In the world of business and antitrust law, big is not necessarily bad or illegal. But alarm bells went off when Google and Yahoo, the top two players in the search advertising market, decided to join forces. The Justice Department was right to challenge that proposal, which the companies have since withdrawn. A possible casualty: Yahoo CEO Jerry Yang.
Google and Yahoo crafted a revenue-sharing deal that would have allowed Yahoo to run on its own Web site ads sold through Google.
But there was cause for concern from the beginning. Google claims roughly 70 percent of the search ad market, with Yahoo in second place with about 20 percent and Microsoft far behind, at 8 percent.
In what is essentially an ongoing online auction, advertisers bid for the right to a particular search term on a particular search engine; the bidder offering to pay the search engine the most per user click gets its ad placed alongside free search results. Yahoo's technology is competitive with Google's in placing "head" searches - ads linked to one-word searches. Because of Google's superior technology, though, Yahoo lags way behind in placing ads linked to "tail" searches - or those that contain multiple terms. These are the kinds of ads Yahoo was most likely to pick up through the revenue-sharing agreement.

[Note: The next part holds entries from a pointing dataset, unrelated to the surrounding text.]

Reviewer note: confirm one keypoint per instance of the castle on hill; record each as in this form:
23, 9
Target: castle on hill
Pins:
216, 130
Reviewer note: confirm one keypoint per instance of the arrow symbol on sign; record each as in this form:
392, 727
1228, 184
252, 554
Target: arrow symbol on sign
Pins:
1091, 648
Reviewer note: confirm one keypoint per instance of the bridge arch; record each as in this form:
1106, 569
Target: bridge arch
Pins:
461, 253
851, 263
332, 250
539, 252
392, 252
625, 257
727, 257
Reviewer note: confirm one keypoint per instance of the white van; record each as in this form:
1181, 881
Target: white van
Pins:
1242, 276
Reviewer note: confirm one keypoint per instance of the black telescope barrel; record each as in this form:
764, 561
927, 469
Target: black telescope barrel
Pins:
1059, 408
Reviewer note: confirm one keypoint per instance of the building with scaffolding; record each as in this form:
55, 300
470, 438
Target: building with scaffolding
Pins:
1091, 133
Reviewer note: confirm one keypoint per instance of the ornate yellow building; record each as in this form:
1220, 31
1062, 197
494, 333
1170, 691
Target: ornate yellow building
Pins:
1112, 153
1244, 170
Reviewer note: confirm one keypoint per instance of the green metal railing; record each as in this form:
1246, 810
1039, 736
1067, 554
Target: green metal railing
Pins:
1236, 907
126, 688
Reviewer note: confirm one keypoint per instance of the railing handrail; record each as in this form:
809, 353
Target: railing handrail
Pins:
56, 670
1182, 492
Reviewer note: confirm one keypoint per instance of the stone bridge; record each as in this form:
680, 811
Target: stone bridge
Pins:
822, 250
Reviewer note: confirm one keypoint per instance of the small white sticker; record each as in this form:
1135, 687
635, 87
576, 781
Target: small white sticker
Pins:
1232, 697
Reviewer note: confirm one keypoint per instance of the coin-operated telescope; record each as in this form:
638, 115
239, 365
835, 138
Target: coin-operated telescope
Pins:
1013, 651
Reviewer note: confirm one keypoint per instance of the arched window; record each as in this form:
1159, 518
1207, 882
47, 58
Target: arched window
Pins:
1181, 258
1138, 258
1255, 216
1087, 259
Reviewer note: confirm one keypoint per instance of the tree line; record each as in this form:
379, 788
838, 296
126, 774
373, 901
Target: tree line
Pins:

And therein lies the problem.
The Justice Department worried that the arrangement would prove so profitable for Yahoo that it would abandon "tail" searches altogether; even if it did not, the company would have had little incentive to further develop its technology for such searches.
As outgoing antitrust chief Thomas O. Barnett noted in a news release this month, the deal risked turning the companies into "collaborators rather than competitors."
The Justice Department was right to be concerned - as were legions of advertisers that rely on the search engines and that would almost certainly have faced higher prices.